Image
COON RAPIDS, Minn.
On a winter Monday evening when daylight fades early and the rhythms of community life turn inward, a familiar ritual will take on added meaning. On Monday, Jan. 26, 2026, from 5 to 8 p.m., residents are invited to the Andover location of Pizza Ranch, where dinner will double as a civic act of support for the Coon Rapids Police Explorers, a youth program quietly shaping the future of public service in the north metro.

Hosted by the Coon Rapids Police Department, the Community Impact fundraising night directs 10 percent of all guest checks, including dine-in and carry-out orders, to the Explorer program. Throughout the evening, uniformed Explorers will bus tables, greet diners, and answer questions, offering a visible reminder that behind the badges of tomorrow are young people learning responsibility, restraint, and service today.
The Coon Rapids Police Explorers, officially designated Post #3763, serve youth ages 14 to 20 through a structured, career-oriented program affiliated with Learning for Life, the education arm of the Boy Scouts of America. Participation comes with clear expectations: members must maintain at least a “C” average in school, pass a criminal background check, attend weekly training sessions, and volunteer at community events.
Those requirements are deliberate. Program leaders describe the Explorers not simply as a recruitment pipeline, but as a leadership laboratory where discipline, ethical judgment, and teamwork are developed long before a career decision is made.
Proceeds from the Pizza Ranch fundraiser help underwrite one of the program’s most consequential experiences: the Minnesota Law Enforcement Explorer Association State Conference, held each April in Rochester. The conference brings together more than 50 Explorer posts from across Minnesota, along with visiting teams from neighboring states, including North Dakota, South Dakota, and New York.
For participants, the conference is both competition and classroom. Explorers are evaluated by professional officers in realistic, high-pressure scenarios that mirror the demands of modern policing. These include traffic stops and accident investigations, burglary-in-progress responses, crime scene searches, domestic crisis intervention, hostage negotiations, and first aid.

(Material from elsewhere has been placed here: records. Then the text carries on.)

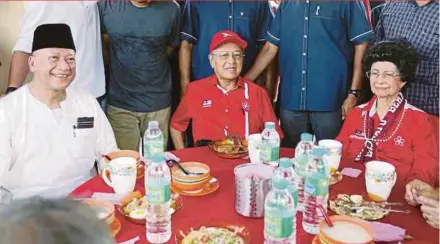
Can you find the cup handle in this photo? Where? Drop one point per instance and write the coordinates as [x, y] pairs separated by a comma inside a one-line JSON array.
[[105, 177], [395, 178]]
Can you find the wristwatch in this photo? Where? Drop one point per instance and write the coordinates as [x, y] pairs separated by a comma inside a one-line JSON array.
[[10, 89], [355, 92]]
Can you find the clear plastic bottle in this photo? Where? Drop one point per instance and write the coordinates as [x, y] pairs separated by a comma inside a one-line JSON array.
[[279, 215], [303, 153], [315, 192], [270, 145], [158, 194], [153, 140], [285, 171]]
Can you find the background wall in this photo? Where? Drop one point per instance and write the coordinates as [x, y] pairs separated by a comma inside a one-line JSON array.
[[10, 17]]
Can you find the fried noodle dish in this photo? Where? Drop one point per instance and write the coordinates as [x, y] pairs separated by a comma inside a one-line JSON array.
[[212, 235]]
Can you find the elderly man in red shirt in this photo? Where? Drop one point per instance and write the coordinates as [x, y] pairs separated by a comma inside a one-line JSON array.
[[225, 103]]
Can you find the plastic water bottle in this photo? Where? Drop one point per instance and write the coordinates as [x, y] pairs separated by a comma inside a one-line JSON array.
[[315, 192], [270, 145], [153, 140], [303, 153], [279, 215], [285, 171], [158, 193]]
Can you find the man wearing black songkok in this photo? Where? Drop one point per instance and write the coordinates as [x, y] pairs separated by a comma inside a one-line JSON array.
[[50, 136]]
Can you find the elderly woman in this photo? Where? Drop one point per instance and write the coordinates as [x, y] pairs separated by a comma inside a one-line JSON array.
[[388, 128]]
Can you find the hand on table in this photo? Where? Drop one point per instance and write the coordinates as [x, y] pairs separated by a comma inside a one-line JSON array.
[[430, 211], [417, 188]]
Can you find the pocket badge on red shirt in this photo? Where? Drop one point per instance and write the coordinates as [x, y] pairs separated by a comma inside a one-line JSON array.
[[207, 103]]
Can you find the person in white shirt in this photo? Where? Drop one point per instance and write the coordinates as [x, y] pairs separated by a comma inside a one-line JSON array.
[[83, 19], [50, 137]]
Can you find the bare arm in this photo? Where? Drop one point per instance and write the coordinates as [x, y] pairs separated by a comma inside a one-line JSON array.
[[178, 138], [19, 69], [271, 79], [169, 50], [185, 65], [266, 55]]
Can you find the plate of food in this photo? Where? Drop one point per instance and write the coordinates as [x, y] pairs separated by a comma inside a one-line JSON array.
[[355, 206], [213, 233], [229, 148], [134, 206]]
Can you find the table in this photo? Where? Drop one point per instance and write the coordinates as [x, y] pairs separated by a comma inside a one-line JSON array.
[[220, 205]]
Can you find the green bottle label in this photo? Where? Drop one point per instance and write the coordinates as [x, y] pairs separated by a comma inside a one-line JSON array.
[[158, 194], [152, 148], [278, 227], [317, 185], [269, 154]]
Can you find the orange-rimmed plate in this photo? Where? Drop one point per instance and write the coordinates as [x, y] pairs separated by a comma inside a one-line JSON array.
[[209, 188], [186, 234], [115, 227]]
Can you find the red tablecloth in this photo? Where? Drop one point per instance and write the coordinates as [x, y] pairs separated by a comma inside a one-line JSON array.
[[220, 205]]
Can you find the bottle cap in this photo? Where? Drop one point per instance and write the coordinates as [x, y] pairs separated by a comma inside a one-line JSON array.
[[319, 151], [157, 158], [306, 137], [280, 184], [153, 124], [269, 125], [286, 163]]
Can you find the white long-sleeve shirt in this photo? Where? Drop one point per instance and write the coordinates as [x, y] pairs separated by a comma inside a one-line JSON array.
[[41, 152]]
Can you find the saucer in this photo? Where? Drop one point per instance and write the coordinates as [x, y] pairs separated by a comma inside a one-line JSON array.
[[335, 178], [209, 188], [115, 227]]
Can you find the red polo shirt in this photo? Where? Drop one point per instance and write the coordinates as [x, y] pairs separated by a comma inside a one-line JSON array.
[[213, 110]]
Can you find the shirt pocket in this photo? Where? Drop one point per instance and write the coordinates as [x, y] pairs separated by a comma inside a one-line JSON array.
[[83, 144], [323, 12]]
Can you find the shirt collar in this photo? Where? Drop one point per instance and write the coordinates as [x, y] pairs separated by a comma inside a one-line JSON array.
[[213, 81]]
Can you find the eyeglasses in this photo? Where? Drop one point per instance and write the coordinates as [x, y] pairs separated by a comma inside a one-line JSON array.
[[237, 56], [387, 75]]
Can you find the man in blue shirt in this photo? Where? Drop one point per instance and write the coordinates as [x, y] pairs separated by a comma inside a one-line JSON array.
[[141, 34], [321, 46], [202, 19]]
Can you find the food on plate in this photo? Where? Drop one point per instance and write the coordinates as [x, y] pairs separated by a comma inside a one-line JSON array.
[[347, 205], [212, 235], [229, 147], [193, 169]]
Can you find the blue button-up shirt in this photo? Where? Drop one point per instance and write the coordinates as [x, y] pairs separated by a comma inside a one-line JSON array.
[[201, 20], [316, 50]]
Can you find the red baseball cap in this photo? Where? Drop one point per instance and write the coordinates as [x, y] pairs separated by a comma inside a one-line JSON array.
[[226, 36]]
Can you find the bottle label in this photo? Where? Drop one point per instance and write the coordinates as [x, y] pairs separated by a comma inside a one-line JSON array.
[[269, 153], [317, 185], [152, 147], [158, 194], [278, 227]]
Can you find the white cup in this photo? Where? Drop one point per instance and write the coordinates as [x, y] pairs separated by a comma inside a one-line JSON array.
[[380, 178], [254, 142], [122, 174], [333, 157]]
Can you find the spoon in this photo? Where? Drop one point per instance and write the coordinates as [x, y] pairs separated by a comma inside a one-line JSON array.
[[183, 169]]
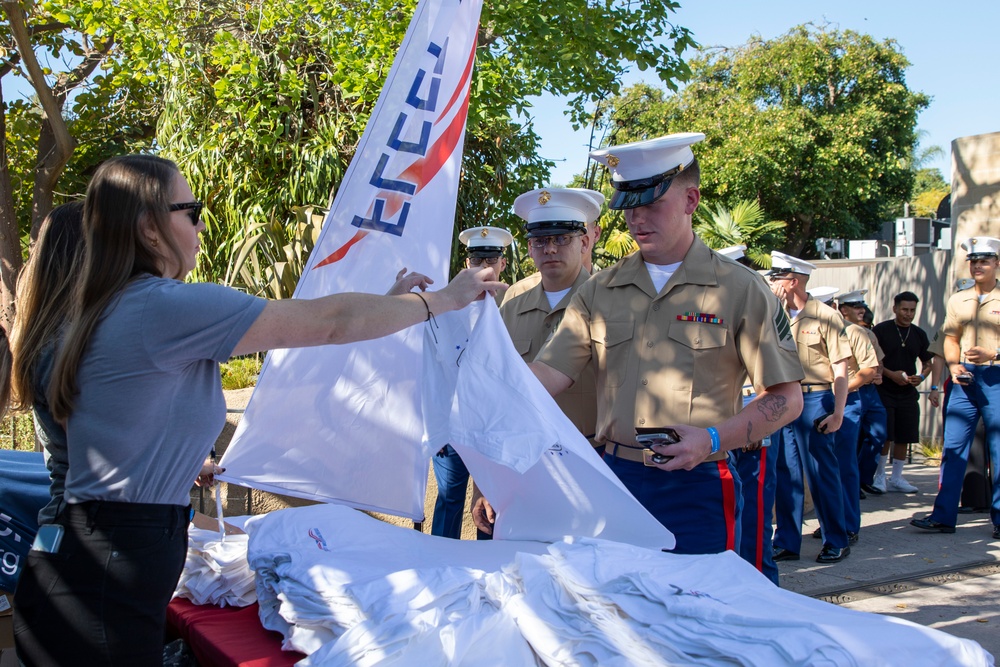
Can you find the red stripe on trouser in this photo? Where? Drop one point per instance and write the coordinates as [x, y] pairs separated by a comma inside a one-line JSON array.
[[728, 503], [759, 560]]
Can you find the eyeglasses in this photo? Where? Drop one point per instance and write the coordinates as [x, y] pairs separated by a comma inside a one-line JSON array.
[[193, 209], [542, 242]]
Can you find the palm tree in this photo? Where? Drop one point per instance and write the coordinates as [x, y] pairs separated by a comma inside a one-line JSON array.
[[745, 225]]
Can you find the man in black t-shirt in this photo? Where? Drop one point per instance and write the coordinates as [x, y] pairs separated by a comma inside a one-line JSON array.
[[903, 343]]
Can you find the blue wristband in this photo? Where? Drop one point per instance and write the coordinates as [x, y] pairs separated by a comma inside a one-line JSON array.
[[716, 445]]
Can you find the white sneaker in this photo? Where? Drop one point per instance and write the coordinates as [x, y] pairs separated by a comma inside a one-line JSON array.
[[901, 485], [879, 481]]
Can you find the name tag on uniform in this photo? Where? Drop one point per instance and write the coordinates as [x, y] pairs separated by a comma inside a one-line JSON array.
[[706, 318]]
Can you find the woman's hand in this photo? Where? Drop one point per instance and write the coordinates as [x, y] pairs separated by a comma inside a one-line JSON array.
[[465, 287], [405, 282]]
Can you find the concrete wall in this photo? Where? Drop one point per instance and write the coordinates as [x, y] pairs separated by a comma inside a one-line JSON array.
[[975, 190], [927, 276]]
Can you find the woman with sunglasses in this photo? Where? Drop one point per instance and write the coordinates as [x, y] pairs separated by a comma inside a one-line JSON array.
[[136, 382]]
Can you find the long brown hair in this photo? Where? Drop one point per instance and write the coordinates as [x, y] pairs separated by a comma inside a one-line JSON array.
[[43, 296], [127, 201]]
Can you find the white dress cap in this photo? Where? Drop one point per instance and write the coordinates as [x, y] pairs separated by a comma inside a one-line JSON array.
[[782, 263], [552, 211], [978, 247], [852, 297], [733, 252], [641, 172], [485, 241], [823, 293]]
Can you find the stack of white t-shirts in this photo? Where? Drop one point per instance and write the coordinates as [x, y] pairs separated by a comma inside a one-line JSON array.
[[595, 602], [353, 590], [541, 476], [216, 571]]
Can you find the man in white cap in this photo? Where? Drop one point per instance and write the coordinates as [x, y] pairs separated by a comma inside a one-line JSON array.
[[862, 369], [972, 352], [872, 428], [672, 331], [556, 226], [485, 247], [809, 443]]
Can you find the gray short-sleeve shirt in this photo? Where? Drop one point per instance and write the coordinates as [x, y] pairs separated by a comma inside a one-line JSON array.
[[150, 404]]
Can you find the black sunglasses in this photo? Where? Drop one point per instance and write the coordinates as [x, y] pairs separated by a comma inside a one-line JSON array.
[[193, 209]]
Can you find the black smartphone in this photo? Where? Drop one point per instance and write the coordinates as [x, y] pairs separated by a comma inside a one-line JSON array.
[[818, 421], [48, 538], [649, 436]]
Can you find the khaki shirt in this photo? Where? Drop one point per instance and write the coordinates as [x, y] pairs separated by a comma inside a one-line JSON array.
[[821, 339], [522, 286], [862, 352], [679, 356], [531, 322], [974, 323], [936, 346], [873, 339]]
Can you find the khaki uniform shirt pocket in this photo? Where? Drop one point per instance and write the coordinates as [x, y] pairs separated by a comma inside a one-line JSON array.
[[611, 346]]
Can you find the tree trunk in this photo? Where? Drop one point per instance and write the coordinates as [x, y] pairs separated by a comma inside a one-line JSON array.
[[10, 238]]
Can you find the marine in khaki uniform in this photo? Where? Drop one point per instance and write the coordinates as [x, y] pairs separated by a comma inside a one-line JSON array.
[[556, 221], [972, 353], [872, 427], [809, 443], [672, 331], [485, 247]]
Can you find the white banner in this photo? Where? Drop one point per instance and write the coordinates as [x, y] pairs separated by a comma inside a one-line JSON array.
[[343, 424]]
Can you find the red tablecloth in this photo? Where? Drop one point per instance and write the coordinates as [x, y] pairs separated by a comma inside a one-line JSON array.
[[227, 636]]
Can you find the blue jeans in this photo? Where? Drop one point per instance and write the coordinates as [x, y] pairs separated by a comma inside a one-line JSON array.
[[804, 451], [102, 598], [872, 434], [846, 443], [964, 406], [701, 506], [452, 479]]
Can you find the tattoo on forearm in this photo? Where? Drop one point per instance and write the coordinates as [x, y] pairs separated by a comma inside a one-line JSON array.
[[773, 407]]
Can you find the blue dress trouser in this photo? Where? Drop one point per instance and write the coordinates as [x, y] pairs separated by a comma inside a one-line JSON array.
[[758, 477], [701, 506], [964, 406], [872, 434], [846, 443], [453, 480], [801, 448]]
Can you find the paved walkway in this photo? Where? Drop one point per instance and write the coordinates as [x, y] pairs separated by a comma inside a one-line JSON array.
[[947, 582]]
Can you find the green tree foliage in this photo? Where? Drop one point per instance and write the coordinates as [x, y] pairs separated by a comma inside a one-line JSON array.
[[746, 224], [815, 125], [262, 103], [929, 189]]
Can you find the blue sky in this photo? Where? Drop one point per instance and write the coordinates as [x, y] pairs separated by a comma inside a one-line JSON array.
[[951, 46]]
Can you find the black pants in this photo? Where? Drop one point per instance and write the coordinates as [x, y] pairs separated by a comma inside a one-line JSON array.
[[102, 599]]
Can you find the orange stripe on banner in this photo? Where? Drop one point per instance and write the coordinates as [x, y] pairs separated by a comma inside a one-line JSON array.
[[341, 252], [759, 560], [462, 83], [728, 503]]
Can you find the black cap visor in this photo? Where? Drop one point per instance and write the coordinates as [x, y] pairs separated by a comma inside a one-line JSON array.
[[486, 251], [554, 227]]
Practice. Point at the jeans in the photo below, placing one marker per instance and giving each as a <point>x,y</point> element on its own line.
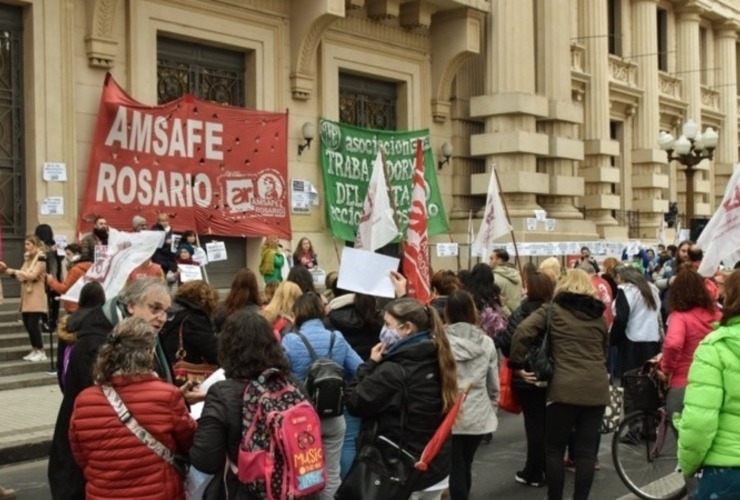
<point>533,407</point>
<point>719,483</point>
<point>332,434</point>
<point>32,322</point>
<point>349,448</point>
<point>463,451</point>
<point>560,419</point>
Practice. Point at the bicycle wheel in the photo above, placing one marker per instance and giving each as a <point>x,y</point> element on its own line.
<point>645,454</point>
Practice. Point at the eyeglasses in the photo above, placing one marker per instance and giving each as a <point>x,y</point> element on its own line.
<point>158,310</point>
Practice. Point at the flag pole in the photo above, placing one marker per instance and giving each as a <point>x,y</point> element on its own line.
<point>508,219</point>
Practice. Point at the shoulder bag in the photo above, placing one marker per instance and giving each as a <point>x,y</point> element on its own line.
<point>184,371</point>
<point>179,462</point>
<point>540,356</point>
<point>382,469</point>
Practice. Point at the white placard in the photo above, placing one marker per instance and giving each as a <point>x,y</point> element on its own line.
<point>175,242</point>
<point>367,272</point>
<point>189,272</point>
<point>52,205</point>
<point>61,242</point>
<point>447,249</point>
<point>55,172</point>
<point>216,251</point>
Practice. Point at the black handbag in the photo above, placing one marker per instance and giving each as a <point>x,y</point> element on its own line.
<point>540,356</point>
<point>381,469</point>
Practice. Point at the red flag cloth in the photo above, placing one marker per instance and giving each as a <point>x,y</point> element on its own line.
<point>442,433</point>
<point>416,246</point>
<point>218,170</point>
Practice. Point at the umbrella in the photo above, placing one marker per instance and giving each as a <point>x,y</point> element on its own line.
<point>442,433</point>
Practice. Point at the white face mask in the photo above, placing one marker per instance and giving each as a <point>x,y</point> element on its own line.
<point>389,336</point>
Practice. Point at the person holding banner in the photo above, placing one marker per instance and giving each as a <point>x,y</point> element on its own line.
<point>34,305</point>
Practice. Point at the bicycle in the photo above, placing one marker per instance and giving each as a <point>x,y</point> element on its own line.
<point>644,446</point>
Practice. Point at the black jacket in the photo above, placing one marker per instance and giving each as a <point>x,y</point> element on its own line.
<point>219,434</point>
<point>376,394</point>
<point>66,481</point>
<point>198,336</point>
<point>361,336</point>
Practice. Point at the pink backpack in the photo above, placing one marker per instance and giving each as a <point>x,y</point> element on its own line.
<point>281,455</point>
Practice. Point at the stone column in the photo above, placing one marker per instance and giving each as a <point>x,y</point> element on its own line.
<point>553,80</point>
<point>648,160</point>
<point>510,108</point>
<point>599,148</point>
<point>688,68</point>
<point>725,157</point>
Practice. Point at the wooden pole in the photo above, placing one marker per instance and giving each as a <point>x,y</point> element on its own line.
<point>508,219</point>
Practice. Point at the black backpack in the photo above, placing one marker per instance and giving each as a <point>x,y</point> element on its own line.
<point>324,381</point>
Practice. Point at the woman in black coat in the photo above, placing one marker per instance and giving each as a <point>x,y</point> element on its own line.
<point>193,308</point>
<point>247,347</point>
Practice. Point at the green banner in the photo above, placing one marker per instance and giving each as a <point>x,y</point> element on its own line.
<point>347,157</point>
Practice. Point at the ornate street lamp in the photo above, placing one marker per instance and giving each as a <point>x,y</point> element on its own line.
<point>689,150</point>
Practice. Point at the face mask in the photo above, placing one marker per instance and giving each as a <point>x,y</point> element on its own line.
<point>389,336</point>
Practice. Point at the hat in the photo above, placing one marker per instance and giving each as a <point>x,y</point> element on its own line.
<point>137,221</point>
<point>188,247</point>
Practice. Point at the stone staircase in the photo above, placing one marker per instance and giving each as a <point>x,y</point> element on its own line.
<point>15,373</point>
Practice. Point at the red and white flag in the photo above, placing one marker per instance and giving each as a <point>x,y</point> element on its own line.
<point>377,227</point>
<point>721,237</point>
<point>416,247</point>
<point>494,224</point>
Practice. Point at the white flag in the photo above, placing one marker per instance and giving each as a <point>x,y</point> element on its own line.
<point>721,237</point>
<point>494,224</point>
<point>377,227</point>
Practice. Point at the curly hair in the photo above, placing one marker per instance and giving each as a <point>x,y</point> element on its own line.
<point>244,291</point>
<point>129,351</point>
<point>247,346</point>
<point>282,302</point>
<point>200,294</point>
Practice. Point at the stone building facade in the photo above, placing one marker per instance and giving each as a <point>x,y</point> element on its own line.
<point>565,97</point>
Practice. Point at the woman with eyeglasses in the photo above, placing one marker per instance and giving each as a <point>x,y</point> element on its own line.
<point>146,298</point>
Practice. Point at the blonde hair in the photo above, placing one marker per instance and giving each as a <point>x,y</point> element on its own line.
<point>578,282</point>
<point>282,302</point>
<point>551,268</point>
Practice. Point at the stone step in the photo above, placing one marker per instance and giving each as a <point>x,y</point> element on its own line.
<point>23,380</point>
<point>19,367</point>
<point>17,352</point>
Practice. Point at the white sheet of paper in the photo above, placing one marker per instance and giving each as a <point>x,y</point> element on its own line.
<point>55,171</point>
<point>216,251</point>
<point>189,272</point>
<point>52,205</point>
<point>367,272</point>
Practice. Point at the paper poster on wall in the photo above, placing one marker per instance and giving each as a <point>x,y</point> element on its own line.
<point>55,172</point>
<point>52,205</point>
<point>216,250</point>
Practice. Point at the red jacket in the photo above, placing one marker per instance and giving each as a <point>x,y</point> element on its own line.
<point>685,330</point>
<point>116,464</point>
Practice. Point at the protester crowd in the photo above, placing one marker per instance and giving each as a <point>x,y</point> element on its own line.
<point>380,374</point>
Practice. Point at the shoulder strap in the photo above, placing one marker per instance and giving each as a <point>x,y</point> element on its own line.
<point>133,425</point>
<point>311,352</point>
<point>181,352</point>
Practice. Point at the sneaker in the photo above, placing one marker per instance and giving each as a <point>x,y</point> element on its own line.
<point>519,478</point>
<point>38,356</point>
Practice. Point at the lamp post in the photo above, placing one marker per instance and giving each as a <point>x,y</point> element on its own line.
<point>689,150</point>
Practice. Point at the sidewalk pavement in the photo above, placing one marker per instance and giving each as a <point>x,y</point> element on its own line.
<point>27,418</point>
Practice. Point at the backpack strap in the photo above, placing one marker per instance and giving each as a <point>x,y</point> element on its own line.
<point>311,352</point>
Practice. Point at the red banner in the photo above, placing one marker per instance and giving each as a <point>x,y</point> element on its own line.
<point>216,169</point>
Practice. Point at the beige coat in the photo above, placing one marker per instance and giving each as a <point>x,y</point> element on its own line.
<point>32,276</point>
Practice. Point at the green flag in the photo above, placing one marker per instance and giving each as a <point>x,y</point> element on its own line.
<point>347,156</point>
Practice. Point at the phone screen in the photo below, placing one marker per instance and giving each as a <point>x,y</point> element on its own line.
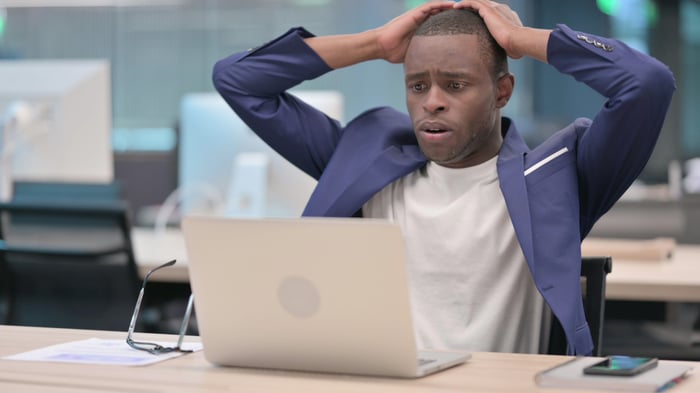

Funds raised locally help cover registration fees, travel costs, uniforms, and specialized training equipment, ensuring that participation remains accessible regardless of a family’s financial circumstances.
Coon Rapids’ Post #3763 has built a reputation for excellence within this arena, frequently finishing among the top contenders in categories such as Burglary in Progress and Traffic Stops. But mentors emphasize that rankings matter less than growth. The real measure of success, they say, is how participants learn to think clearly, communicate calmly, and act ethically under pressure.

While many Explorers ultimately pursue careers in law enforcement, the program’s broader mission extends further. Alumni have gone on to military service, emergency medical roles, and leadership positions in civilian professions. The skills cultivated through scenario-based training, from decision-making to conflict resolution, are designed to translate into any path that demands accountability and service to others.
For the community, the Pizza Ranch night offers a simple equation: a shared meal becomes an investment in youth, trust, and preparedness. No tickets are required, no speeches planned. Just dinner, conversation, and a tangible way to support young people learning what it means to serve.
In a season often defined by cold and constraint, the event stands as a reminder that civic life is sustained not only by institutions, but by ordinary choices made together, one table, one conversation, and one slice at a time.